Maybe I have to wait until I learn and study more, but I just became curious. I know that every finite group of prime order is cyclic, and hence unique up to isomorphism. I have 2 questions about this.
(1) [Converse] If I know that a finite group of nonprime order $n$ is always cyclic, can we conclude that $n$ is a prime or 1? In other words, if $n$ is not a prime or 1, can we always find a group of order $n$ which is not cyclic?
(2) If I know that a finite group of nonprime order $n$ is always unique up to isomorphism, can we conclude that every finite group of order $n$ is cyclic as well?
(1) No, the smallest counterexample is $n = 15$; up to isomorphism the only group of order $15$ is $Z_3 \times Z_5 \cong Z_{15}$ but $15$ is not prime.
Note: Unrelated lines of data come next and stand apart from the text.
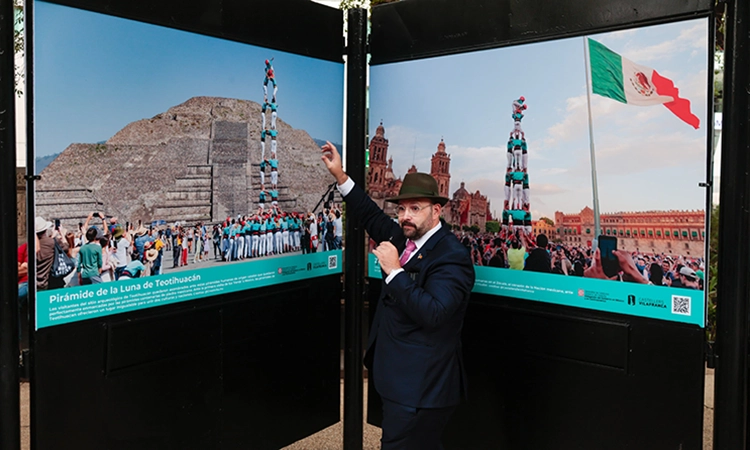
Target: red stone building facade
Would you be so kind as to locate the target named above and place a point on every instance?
(468, 209)
(669, 232)
(464, 208)
(381, 182)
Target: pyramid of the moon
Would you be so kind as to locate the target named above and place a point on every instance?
(198, 161)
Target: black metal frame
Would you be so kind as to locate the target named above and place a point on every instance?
(354, 257)
(10, 416)
(226, 19)
(733, 291)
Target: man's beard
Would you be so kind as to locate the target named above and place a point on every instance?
(411, 231)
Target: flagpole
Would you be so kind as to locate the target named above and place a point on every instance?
(594, 183)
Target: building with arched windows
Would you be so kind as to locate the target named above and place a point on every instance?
(675, 232)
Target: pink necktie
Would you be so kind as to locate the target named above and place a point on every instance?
(410, 247)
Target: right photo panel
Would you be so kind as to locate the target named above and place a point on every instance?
(572, 166)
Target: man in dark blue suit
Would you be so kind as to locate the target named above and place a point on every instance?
(414, 349)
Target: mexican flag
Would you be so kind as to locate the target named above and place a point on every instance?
(625, 81)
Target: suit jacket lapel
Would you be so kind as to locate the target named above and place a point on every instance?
(424, 251)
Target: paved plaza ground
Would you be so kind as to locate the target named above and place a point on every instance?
(331, 438)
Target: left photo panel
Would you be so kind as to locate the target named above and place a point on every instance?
(175, 166)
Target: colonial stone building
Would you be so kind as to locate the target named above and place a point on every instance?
(543, 227)
(464, 208)
(381, 182)
(441, 169)
(675, 232)
(468, 209)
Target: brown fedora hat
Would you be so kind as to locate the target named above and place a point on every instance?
(419, 185)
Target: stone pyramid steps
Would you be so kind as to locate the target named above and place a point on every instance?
(190, 200)
(71, 206)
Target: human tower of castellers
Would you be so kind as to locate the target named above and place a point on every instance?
(269, 231)
(516, 215)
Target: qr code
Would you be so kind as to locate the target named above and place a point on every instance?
(680, 305)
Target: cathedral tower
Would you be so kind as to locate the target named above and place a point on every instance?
(376, 179)
(441, 169)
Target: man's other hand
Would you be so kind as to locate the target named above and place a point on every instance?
(332, 159)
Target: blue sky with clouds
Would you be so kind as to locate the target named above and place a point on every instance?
(647, 158)
(95, 74)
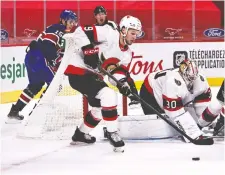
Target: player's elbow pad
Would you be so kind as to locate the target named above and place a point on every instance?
(49, 51)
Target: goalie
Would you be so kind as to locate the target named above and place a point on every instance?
(169, 90)
(92, 43)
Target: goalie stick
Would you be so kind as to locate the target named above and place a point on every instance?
(196, 142)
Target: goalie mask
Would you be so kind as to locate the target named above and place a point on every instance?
(130, 22)
(189, 71)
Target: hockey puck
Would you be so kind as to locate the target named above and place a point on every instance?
(195, 158)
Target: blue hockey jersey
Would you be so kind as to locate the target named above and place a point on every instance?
(49, 41)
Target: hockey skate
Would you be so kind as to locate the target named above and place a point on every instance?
(14, 116)
(219, 128)
(115, 140)
(80, 137)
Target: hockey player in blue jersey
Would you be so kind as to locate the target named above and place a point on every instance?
(43, 57)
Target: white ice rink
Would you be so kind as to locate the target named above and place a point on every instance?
(41, 157)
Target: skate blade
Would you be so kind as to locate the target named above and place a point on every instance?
(13, 121)
(77, 143)
(118, 149)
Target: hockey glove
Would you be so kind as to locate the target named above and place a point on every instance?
(54, 64)
(91, 55)
(124, 88)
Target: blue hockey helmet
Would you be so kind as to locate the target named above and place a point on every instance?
(67, 15)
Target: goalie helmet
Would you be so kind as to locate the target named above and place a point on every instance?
(130, 22)
(189, 70)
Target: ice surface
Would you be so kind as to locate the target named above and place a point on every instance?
(42, 157)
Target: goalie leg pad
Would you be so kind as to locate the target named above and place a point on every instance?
(148, 96)
(186, 123)
(207, 117)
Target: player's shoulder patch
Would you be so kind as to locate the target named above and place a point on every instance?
(178, 82)
(201, 78)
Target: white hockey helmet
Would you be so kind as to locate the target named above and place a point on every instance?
(189, 70)
(130, 22)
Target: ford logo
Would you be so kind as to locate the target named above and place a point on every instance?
(214, 33)
(4, 35)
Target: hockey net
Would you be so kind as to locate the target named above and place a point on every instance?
(61, 109)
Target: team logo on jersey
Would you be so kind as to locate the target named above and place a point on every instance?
(177, 82)
(178, 57)
(4, 35)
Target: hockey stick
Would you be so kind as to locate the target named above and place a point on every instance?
(196, 142)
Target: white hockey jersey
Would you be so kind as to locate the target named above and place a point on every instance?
(107, 41)
(171, 92)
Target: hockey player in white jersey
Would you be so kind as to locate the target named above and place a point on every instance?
(169, 90)
(215, 108)
(92, 42)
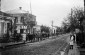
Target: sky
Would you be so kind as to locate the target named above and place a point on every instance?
(44, 10)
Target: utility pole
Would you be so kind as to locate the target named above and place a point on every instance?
(52, 27)
(84, 7)
(30, 7)
(0, 5)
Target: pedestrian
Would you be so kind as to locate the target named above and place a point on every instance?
(71, 41)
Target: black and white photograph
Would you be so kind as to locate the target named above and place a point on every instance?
(42, 27)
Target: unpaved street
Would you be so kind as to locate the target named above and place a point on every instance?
(46, 47)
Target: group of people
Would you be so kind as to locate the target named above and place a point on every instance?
(76, 37)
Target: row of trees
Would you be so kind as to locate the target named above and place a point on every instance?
(74, 20)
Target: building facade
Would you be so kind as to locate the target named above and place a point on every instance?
(23, 22)
(5, 23)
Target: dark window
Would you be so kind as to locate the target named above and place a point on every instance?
(16, 19)
(22, 19)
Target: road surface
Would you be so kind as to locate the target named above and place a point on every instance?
(46, 47)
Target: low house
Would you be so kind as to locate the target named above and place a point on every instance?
(23, 20)
(5, 24)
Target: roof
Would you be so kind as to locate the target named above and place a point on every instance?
(4, 14)
(17, 11)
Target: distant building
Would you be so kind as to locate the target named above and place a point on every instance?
(37, 29)
(22, 20)
(5, 21)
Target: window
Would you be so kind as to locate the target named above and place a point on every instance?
(22, 19)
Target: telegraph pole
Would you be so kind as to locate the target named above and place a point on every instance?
(52, 27)
(30, 7)
(0, 5)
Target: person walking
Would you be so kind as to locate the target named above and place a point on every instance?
(71, 41)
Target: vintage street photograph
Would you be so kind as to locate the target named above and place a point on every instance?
(42, 27)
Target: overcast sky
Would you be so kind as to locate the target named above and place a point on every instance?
(44, 10)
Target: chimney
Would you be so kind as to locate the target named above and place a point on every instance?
(20, 8)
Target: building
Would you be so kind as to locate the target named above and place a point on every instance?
(22, 20)
(37, 29)
(5, 21)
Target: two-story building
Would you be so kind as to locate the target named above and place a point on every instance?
(5, 24)
(23, 21)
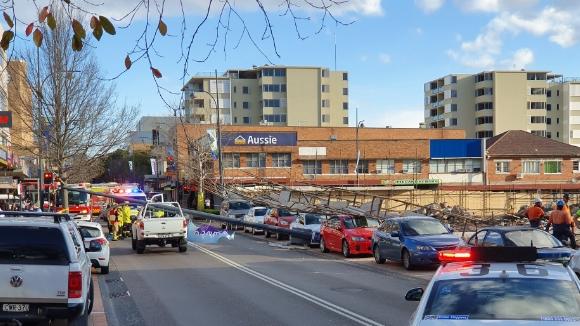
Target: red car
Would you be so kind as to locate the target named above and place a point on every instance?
(347, 234)
(279, 217)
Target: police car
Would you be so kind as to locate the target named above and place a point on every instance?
(499, 286)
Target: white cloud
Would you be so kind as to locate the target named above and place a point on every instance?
(429, 6)
(384, 58)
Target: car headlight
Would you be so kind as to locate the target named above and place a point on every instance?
(425, 248)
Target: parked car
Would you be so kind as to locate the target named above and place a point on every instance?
(45, 270)
(279, 217)
(234, 208)
(309, 223)
(350, 235)
(255, 215)
(413, 240)
(92, 231)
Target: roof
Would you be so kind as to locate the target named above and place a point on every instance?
(518, 143)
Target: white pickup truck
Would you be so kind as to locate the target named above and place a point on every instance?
(160, 223)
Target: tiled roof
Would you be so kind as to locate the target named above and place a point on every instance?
(518, 143)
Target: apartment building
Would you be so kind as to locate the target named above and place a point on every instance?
(492, 102)
(269, 95)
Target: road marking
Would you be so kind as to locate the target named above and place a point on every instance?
(362, 320)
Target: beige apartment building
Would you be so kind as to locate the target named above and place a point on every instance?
(270, 95)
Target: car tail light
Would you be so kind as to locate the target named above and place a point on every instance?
(75, 285)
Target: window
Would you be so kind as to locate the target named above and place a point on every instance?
(531, 167)
(231, 160)
(312, 167)
(363, 166)
(411, 166)
(484, 106)
(502, 167)
(256, 160)
(338, 166)
(484, 134)
(483, 120)
(281, 160)
(536, 105)
(274, 103)
(552, 167)
(537, 91)
(386, 166)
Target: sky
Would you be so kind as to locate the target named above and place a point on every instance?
(391, 48)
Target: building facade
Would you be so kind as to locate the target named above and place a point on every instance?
(270, 95)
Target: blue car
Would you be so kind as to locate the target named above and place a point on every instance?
(413, 240)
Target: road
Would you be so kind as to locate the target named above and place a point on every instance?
(250, 281)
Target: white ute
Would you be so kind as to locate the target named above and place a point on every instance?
(160, 223)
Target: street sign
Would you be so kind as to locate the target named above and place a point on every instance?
(5, 119)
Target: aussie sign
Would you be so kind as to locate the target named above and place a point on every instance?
(258, 139)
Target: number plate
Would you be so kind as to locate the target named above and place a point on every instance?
(16, 307)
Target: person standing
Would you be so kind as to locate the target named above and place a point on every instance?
(563, 224)
(535, 213)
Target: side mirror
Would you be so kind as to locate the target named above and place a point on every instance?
(414, 294)
(94, 246)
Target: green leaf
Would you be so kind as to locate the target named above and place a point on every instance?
(78, 29)
(98, 31)
(107, 25)
(51, 21)
(162, 28)
(7, 36)
(77, 43)
(37, 37)
(8, 20)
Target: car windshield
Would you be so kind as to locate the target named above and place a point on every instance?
(355, 222)
(32, 245)
(312, 219)
(239, 205)
(423, 227)
(505, 298)
(535, 238)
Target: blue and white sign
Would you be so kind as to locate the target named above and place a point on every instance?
(259, 139)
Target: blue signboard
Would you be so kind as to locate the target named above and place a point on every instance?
(455, 148)
(259, 139)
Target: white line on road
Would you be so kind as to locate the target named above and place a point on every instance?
(307, 296)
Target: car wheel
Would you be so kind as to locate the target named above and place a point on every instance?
(323, 245)
(406, 258)
(377, 255)
(345, 249)
(140, 246)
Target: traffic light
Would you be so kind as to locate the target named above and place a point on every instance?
(48, 178)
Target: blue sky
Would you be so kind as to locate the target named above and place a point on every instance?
(389, 52)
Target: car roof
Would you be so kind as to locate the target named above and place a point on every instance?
(458, 270)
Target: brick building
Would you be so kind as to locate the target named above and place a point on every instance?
(328, 156)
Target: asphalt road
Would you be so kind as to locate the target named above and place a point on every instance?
(250, 281)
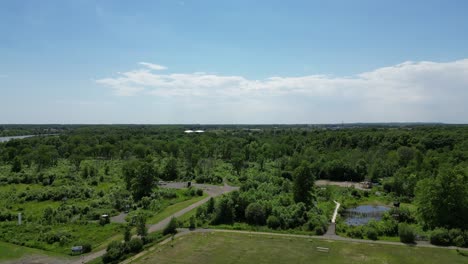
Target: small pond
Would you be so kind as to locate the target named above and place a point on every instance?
(362, 214)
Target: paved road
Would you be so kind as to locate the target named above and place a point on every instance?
(356, 185)
(211, 190)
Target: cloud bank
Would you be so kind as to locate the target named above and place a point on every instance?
(410, 91)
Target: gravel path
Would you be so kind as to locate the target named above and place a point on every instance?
(356, 185)
(211, 190)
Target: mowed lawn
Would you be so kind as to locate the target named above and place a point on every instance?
(243, 248)
(11, 252)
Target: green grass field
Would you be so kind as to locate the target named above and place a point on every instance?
(10, 252)
(243, 248)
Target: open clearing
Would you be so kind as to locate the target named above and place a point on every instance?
(243, 248)
(10, 253)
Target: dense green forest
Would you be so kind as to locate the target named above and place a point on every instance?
(63, 182)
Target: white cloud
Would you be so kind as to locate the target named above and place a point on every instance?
(153, 66)
(410, 91)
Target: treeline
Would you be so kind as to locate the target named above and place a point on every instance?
(424, 164)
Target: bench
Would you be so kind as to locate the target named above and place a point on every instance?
(322, 249)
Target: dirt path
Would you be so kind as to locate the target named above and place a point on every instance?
(184, 232)
(211, 190)
(356, 185)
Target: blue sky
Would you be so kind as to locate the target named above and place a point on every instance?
(233, 61)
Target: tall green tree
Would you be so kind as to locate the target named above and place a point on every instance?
(303, 184)
(443, 201)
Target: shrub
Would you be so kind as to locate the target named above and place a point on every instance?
(86, 247)
(192, 222)
(440, 236)
(135, 245)
(355, 232)
(255, 214)
(273, 222)
(371, 233)
(406, 233)
(171, 228)
(319, 230)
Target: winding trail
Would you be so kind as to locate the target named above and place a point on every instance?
(211, 190)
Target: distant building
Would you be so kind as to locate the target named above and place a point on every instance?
(77, 249)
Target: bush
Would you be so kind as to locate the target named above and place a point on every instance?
(86, 247)
(355, 232)
(406, 233)
(192, 222)
(273, 222)
(456, 237)
(135, 245)
(371, 233)
(440, 237)
(319, 230)
(255, 214)
(171, 228)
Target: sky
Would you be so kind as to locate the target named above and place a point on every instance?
(241, 62)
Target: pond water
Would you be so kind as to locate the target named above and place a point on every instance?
(362, 214)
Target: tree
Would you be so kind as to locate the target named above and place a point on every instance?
(406, 233)
(210, 206)
(16, 166)
(303, 184)
(171, 227)
(135, 245)
(255, 214)
(443, 201)
(127, 233)
(140, 178)
(224, 211)
(140, 222)
(170, 170)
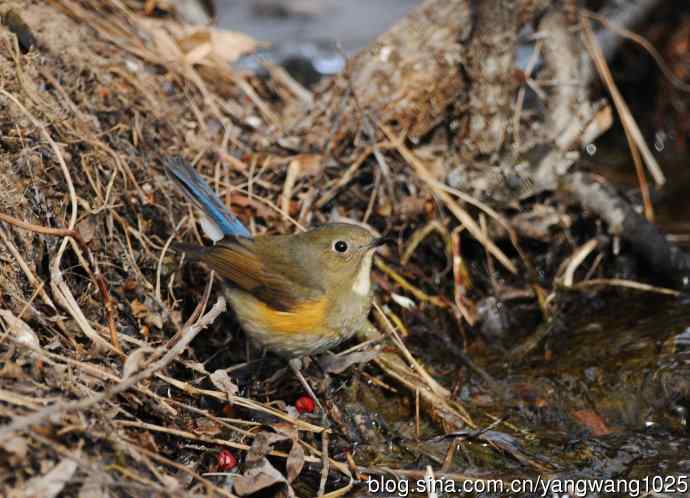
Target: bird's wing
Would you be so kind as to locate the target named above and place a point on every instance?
(278, 281)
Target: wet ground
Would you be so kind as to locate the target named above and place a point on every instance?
(605, 395)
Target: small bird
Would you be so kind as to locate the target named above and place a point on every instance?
(294, 295)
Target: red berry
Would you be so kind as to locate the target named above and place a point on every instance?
(226, 460)
(304, 404)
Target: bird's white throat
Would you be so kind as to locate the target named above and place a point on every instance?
(363, 280)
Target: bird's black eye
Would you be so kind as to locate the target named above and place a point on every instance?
(340, 246)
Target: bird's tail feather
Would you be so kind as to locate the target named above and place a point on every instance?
(199, 192)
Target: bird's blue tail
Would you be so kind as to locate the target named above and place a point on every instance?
(200, 193)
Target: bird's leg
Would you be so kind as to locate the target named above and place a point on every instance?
(296, 366)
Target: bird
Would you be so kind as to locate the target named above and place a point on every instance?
(294, 295)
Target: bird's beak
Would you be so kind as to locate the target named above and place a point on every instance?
(379, 241)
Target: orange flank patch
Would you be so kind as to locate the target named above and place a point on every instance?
(306, 318)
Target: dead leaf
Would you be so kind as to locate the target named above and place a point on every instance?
(135, 361)
(340, 363)
(263, 445)
(50, 484)
(295, 461)
(260, 476)
(143, 312)
(17, 447)
(87, 229)
(197, 44)
(20, 329)
(592, 421)
(222, 381)
(93, 487)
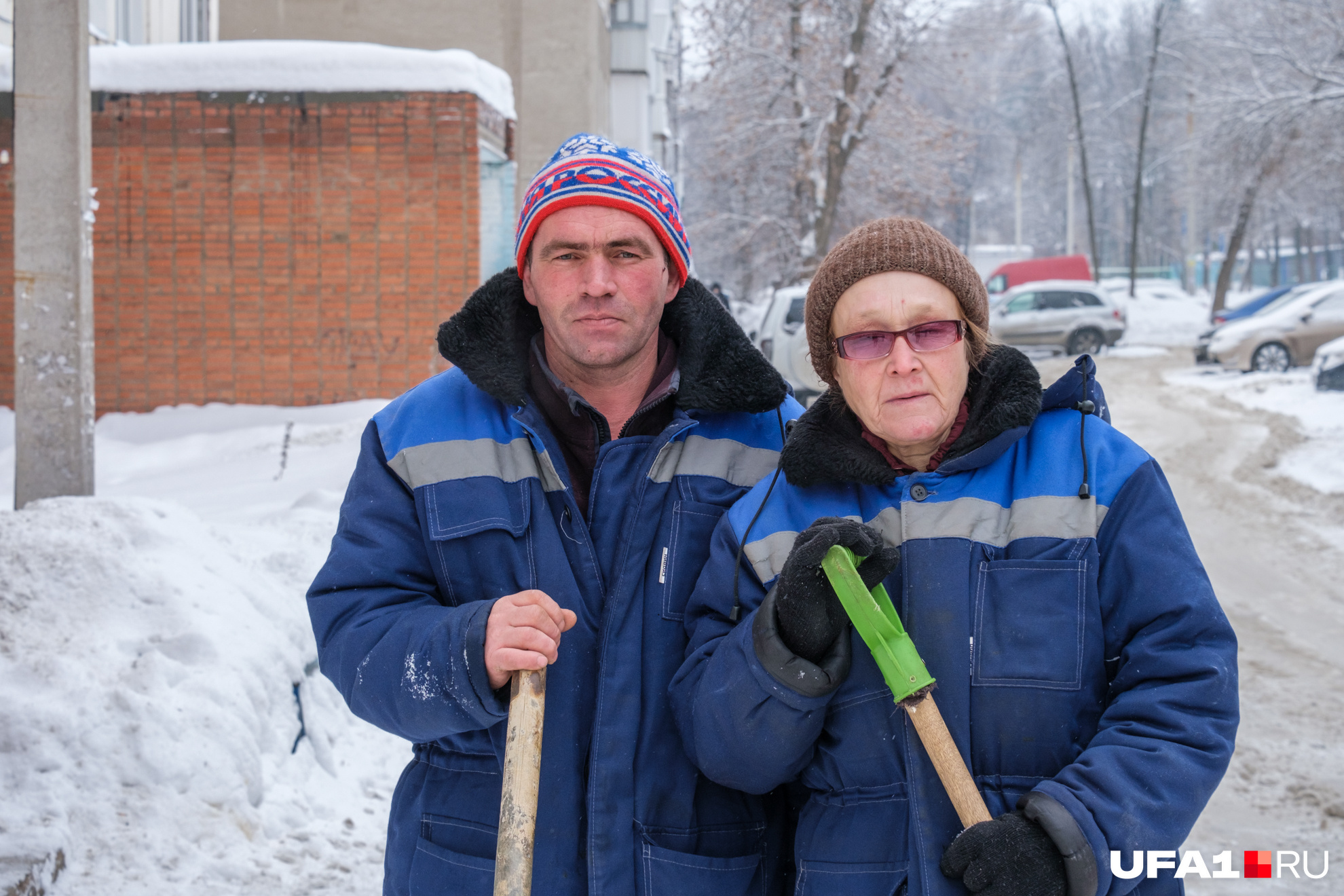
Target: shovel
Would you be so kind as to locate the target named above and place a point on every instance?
(522, 778)
(880, 629)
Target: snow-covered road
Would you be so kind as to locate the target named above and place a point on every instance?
(1275, 550)
(151, 639)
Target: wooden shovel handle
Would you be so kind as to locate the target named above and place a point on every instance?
(522, 778)
(948, 762)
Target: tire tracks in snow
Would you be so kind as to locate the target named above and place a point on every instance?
(1275, 553)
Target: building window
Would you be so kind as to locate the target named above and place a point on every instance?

Much more generally, if $$n = p_1 \cdots p_k$$ for distinct primes $p_1, \ldots, p_k$ such that $p_i \, \nmid \, (p_j - 1)$ for all $1 \leq i, j \leq k$, then there is only one group of order $n$ up to isomorphism, namely $Z_n \cong Z_{p_1} \times \cdots \times Z_{p_k}$. In fact, such numbers account for all counterexamples; see http://groupprops.subwiki.org/wiki/Classification_of_cyclicity-forcing_numbers .
The list of such numbers is given as OEIS A050384 (with $1$ not excluded as in the question, NB we can regard it as the empty product of primes):
$$1, 15, 33, 35, 51, 65, 69, 77, 85, 87, \ldots.$$
With $1$ included, this is precisely the list of positive integers $n$ that are coprime with their cototient $n - \phi(n)$, where $\phi$ is Euler's totient function.
(2) If I understand you correctly---namely, if you're asking that if for some $n$ there is exactly one group of order $n$ up to isomorphism, is it cyclic)---the answer is yes, as for any $n$, there is a cyclic group $Z_n$ of order $n$.